不自然に視線が泳いで見えたが、きっと気のせいだろう。
(現役ヤンキー共の喧嘩を観戦して、びっくりしたんだろうな・・・)
それで挙動不審(きょどうふしん)なのだと思って言った。
「まぁ、ヤンキーとしてそれはそれで、あれだけどなぁ~もう少し、つっぱってもいいんだが・・・そればっかりは性分かな?」
「み・・・瑞希お兄ちゃんがそう言うなら、そうだと思います・・・・・!」
「あははは!なにしみじみしてんだよ?図星か、オメーは?」
プルプル震えながらうなずく凛の額を、人差し指でツンと押す。
それで青かった顔が赤くなる。
「み、瑞希お兄ちゃん!?」
「青くなったり、赤くなったり、信号かお前は~?やっと戻ってきたことだし、帰ろうぜ。早くしないと、美味いランチがなくなっちまうぜ?」
「え!?あの・・・いいんでしょうか?このまま引き上げて?」
そう言って、なぜか不安そうにする凛。
理由はわからないが、不安がっているなら、その気持ちを解消してやらなければいけない。

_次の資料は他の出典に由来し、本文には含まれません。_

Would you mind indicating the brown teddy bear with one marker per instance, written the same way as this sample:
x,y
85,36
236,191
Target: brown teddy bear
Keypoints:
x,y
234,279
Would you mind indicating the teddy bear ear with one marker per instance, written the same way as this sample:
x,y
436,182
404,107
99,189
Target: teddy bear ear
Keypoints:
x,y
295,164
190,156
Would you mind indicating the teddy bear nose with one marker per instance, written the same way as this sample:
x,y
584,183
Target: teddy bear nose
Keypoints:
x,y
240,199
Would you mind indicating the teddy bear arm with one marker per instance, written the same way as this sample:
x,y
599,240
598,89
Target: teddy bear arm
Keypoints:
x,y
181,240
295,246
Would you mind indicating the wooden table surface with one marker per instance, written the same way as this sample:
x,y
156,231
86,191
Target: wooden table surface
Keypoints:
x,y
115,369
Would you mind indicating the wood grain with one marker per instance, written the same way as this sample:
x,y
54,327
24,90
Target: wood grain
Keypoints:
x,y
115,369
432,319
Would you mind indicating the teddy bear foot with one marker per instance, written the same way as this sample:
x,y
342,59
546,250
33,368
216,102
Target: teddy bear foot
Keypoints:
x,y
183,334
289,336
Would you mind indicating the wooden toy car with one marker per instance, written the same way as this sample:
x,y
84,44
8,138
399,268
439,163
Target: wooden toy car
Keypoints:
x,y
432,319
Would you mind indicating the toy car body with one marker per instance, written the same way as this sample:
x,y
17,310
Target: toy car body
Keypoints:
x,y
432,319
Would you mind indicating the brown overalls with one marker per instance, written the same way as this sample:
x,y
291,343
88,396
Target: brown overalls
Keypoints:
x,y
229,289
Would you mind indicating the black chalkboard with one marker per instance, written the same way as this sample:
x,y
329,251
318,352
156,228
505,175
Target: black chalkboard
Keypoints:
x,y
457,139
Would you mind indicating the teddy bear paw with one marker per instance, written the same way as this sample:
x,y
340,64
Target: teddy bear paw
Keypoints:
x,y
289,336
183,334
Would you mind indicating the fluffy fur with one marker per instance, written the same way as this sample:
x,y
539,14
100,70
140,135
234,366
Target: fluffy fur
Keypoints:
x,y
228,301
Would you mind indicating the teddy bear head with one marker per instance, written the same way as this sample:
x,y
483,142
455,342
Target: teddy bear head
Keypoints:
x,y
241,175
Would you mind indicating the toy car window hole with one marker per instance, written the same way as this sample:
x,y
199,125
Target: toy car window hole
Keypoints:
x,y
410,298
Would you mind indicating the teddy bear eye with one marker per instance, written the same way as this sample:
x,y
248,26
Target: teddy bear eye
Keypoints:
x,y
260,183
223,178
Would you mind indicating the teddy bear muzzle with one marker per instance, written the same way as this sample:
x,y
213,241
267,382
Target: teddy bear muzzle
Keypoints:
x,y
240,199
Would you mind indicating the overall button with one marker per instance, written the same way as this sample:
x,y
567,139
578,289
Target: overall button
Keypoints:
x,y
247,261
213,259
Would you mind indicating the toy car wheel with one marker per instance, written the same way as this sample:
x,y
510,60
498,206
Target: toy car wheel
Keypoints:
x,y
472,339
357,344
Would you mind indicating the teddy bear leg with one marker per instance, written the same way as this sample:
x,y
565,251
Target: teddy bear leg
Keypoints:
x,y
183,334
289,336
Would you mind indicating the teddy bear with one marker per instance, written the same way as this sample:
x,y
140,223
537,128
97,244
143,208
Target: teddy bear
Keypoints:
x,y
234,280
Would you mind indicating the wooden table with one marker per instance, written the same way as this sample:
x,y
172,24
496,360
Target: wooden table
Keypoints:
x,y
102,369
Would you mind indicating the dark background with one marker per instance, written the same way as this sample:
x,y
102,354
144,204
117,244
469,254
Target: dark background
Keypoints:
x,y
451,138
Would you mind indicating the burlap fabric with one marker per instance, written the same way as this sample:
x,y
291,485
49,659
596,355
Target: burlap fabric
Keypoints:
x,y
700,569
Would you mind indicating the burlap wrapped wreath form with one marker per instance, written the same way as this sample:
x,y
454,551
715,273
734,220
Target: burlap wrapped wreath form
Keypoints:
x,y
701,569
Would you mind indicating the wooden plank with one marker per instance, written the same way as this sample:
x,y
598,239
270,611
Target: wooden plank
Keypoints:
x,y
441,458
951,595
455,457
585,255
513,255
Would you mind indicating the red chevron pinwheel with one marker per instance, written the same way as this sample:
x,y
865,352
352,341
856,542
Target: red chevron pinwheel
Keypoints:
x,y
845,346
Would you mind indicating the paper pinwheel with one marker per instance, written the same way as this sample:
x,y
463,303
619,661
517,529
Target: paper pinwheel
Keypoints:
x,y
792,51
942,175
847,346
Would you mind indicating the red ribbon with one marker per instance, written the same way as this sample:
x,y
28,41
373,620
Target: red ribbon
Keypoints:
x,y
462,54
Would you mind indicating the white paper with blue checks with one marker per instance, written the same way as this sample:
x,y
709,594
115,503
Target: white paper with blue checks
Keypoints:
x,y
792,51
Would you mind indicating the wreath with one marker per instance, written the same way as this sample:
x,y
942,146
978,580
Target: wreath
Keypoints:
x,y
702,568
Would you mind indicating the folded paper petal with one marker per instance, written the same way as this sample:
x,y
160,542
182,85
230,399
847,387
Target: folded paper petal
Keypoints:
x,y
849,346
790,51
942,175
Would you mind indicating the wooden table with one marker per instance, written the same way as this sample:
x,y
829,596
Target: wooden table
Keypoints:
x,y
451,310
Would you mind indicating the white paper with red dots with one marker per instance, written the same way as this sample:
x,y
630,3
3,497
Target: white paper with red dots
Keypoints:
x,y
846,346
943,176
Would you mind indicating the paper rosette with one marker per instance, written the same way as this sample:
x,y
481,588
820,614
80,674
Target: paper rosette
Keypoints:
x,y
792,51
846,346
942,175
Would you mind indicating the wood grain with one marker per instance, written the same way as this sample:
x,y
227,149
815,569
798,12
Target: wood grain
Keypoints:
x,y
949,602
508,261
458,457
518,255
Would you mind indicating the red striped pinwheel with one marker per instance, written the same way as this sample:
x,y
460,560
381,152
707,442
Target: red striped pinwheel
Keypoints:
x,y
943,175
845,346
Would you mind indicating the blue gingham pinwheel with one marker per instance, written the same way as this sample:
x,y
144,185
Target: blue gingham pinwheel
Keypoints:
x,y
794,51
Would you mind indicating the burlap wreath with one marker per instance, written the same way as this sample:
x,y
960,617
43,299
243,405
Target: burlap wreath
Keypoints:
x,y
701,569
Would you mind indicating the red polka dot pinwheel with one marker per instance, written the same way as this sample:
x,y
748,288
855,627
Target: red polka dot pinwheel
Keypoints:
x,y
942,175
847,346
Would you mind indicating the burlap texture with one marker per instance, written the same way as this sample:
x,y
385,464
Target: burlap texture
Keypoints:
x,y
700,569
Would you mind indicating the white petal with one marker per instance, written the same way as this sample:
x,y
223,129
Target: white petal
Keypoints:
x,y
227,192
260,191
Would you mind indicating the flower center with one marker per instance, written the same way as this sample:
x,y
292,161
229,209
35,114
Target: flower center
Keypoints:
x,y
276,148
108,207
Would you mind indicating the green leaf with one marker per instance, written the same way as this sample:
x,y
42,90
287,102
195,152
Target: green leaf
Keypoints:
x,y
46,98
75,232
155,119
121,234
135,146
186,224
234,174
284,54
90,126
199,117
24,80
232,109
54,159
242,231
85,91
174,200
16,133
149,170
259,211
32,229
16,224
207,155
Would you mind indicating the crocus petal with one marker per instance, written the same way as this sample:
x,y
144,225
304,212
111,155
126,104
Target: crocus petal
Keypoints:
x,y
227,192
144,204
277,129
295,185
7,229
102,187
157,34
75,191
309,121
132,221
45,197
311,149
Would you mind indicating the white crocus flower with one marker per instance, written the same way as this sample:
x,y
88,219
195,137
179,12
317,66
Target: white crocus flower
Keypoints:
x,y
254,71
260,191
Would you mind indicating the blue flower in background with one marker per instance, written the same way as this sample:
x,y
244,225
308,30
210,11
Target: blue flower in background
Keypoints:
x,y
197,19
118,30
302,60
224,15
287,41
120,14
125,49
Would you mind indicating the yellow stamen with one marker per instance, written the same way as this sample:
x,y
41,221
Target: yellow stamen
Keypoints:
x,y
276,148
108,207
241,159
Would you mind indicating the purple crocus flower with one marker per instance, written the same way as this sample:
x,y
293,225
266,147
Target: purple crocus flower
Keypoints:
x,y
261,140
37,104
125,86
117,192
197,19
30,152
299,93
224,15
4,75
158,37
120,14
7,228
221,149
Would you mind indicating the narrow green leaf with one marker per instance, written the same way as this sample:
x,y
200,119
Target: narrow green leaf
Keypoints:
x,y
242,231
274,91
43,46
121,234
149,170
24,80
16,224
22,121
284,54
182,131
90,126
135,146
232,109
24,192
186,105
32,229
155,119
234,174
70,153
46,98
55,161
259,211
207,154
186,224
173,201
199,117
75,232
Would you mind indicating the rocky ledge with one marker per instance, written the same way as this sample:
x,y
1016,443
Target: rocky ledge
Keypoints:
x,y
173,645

「当たり前だろう?このままじゃ、カフェのランチが終わっちまう。国産の安全なハンバーガーが、食べれなくなってもいいのか?」
「それは嫌です!」
「腹も減ってるか?」
「腹ペコです!」
「ぷっ!あははは!じゃあ、決まりだな。雑賀先生も、凛を確保できたら帰れ的なこと言ってたからよ。」
「雑賀先生・・・お戻りはいつに?」
「さあなぁ~赤木って男の先公が連れてったのが、さっきだからよ~」
「そ、そうですか・・・」
そうつぶやく凛の顔が、引きつってるように見えたが気にならなかった。